Selain di beberapa Negara Eropa, di beberapa negara lain juga mulai ramai percetakan Al-Qur’an. Seperti di Iran (1828 M), Tibris (1833 M) dan percetakan lainnya termasuk di Indonesia yang diawasi oleh Kementerian Agama. Selain dicetak, mushaf atau naskah Al-Qur’an yang autentik dari masa khalifah Utsman juga bisa dijumpai. Tetapi menurut Dadan Rusmana ia hanya tiga buah, ketiganya berada serta tersimpan di museum Tashkent (Rusia), musium Istambul (Turki) dan satunya lagi di musium Kairo (Mesir).[1]



BAB III
PENUTUP
A.    Kesimpulan
Perbedaan kodifikasi Al-quran pada masa Abu Bakar dan Utsman adalah
Ø  Pada masa Khalifah Abu Bakar, motivasi pengumpulan Al Qur’an pada zaman ini ialah upaya memelihara Al Qur’an dari kepunahannya dengan wafatnya orang-orang yang membaca dan menghapalnya.
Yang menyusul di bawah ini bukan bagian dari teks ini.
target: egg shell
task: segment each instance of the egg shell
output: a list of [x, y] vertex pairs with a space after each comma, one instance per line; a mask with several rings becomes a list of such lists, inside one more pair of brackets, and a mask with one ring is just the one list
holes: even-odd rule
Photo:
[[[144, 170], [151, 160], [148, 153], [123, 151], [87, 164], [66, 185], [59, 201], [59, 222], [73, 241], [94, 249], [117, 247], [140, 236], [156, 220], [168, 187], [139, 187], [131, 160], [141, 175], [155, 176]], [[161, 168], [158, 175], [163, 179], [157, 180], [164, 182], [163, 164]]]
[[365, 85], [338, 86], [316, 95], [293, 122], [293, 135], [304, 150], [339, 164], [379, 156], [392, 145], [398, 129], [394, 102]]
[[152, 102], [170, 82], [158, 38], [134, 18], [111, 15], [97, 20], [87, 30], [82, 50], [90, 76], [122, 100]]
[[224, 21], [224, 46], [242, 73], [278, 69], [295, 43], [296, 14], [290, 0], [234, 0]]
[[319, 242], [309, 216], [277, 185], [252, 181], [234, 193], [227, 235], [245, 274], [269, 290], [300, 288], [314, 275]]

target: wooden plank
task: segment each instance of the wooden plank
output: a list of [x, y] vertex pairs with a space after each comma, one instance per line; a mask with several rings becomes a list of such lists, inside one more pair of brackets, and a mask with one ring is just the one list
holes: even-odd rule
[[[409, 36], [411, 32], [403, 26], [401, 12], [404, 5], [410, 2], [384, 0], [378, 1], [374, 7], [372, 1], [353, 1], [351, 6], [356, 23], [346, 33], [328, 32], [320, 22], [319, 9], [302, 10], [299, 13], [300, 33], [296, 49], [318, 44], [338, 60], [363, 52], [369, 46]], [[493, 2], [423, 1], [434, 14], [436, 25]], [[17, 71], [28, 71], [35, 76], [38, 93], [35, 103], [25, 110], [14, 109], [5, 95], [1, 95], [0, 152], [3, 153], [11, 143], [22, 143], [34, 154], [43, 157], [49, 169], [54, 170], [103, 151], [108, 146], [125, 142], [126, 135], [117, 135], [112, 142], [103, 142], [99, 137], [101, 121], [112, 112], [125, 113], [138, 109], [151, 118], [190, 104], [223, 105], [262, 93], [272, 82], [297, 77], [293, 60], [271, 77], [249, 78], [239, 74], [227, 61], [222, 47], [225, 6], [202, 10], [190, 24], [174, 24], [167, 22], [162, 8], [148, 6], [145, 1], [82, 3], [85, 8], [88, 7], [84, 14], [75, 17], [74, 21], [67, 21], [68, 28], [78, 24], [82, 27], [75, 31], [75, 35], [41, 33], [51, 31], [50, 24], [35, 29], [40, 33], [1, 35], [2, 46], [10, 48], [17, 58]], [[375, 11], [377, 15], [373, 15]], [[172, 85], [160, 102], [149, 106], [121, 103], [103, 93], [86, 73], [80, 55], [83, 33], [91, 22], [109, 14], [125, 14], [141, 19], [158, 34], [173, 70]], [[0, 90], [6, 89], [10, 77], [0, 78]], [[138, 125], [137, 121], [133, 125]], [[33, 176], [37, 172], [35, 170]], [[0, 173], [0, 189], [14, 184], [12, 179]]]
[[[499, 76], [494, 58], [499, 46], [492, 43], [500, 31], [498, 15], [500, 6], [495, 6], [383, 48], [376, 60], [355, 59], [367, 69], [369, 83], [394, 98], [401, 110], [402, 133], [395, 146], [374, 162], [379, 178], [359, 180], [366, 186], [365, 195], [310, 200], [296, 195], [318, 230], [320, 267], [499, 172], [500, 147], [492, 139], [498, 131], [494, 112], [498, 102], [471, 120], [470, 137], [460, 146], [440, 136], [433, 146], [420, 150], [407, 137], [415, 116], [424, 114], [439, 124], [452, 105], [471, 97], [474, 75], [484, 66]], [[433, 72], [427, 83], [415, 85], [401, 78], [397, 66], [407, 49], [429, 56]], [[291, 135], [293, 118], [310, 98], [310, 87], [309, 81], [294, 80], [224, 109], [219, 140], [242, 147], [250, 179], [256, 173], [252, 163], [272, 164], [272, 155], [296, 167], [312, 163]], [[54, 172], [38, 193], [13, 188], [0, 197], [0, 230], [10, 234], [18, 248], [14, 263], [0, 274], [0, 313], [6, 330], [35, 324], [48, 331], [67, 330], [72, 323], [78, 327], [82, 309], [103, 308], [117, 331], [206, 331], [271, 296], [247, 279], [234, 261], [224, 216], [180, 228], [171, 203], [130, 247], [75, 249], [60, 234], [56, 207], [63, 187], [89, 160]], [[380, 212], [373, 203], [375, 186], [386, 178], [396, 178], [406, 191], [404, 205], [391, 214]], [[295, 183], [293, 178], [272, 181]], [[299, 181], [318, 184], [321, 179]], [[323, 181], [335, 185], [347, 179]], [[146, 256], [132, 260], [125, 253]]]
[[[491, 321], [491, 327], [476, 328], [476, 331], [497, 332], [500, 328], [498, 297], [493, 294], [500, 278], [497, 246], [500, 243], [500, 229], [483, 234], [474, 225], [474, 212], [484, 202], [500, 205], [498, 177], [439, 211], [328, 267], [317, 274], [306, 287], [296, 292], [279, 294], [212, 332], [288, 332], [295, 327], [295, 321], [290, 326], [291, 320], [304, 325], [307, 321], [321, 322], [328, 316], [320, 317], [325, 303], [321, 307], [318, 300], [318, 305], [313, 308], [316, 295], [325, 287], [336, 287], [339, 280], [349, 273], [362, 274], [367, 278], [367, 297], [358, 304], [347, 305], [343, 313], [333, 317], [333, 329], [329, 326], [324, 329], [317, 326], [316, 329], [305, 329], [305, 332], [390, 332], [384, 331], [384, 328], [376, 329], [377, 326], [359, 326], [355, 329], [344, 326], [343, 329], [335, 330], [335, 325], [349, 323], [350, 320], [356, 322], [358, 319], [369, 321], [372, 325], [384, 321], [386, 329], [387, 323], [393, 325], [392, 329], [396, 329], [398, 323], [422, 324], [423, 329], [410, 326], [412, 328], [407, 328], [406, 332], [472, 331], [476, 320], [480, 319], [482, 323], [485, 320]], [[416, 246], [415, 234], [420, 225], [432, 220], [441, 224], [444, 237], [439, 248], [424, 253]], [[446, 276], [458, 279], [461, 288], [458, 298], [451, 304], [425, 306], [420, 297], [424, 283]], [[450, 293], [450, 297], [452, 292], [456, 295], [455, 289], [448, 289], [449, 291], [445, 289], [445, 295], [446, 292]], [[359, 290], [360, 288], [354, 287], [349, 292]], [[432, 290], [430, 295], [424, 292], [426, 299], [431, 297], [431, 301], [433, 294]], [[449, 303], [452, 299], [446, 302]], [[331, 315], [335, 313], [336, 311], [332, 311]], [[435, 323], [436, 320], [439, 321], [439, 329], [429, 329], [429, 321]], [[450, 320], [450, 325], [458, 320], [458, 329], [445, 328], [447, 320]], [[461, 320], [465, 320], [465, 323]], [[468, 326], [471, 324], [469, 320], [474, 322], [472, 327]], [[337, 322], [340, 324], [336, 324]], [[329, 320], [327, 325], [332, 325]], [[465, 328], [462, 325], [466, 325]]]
Penulisan dilakukan untuk menghimpun dan menyalin kembali catatan-catatan Al Qur’an menjadi sebuah mushaf. Tertib suratnya menurut turunnya wahyu.
Ø  Pada masa Khalifah  Utsman bin Affan motivasi untuk mengumpulkan Al Qur’an ialah banyaknya perbedaan bacaan Al Qur’an yang meluas ke segenap penjuru negeri dan telah mengakibatkan perselisihan sengit antar kaum muslimin. Beliau mengambil jalan tengah untuk menulis Al Qur’an dengan dialek bahasa Qurasy dengan alasan bahwa Al Qur’an di turunkan dengan bahasa mereka, meskipun  tujuh bacaan ini terdiri dari beberapa bahasa.
B.     Kritik dan Saran
Demikian makalah ini kami buat, kami berharap para pembaca sudi memberikan kritik dan saran yang membangun kepada kami demi sempurnanya makalah ini.Semoga makalah ini berguna bagi penulis, khususnya juga kepada para pembaca.Apabila terdapat kesalahan dalam penulisan makalah ini mohon dimaafkan.

DAFTAR PUSTAKA
Al Qattan, Manna Khalil.1994. Study Ilmu Alqur’an. Jakarta: Litera Antarnusa
Marzuki.Komarudin. 1999. ‘Ulum Al-Quran. Bandung: PT Remaja Roddakarya
H.A. Athaillah, Sejarah al-Qur’ân: Verifikasi Tentang Otentisitas al-Qur’an...hlm. 372
http://azhariandi.blogspot.co.id/2015/01/sejarah-percetakan-al-quran.html


[1]Dikutip dari H.A. Athaillah, Sejarah al-Qur’ân: Verifikasi Tentang Otentisitas al-Qur’an...hlm. 372.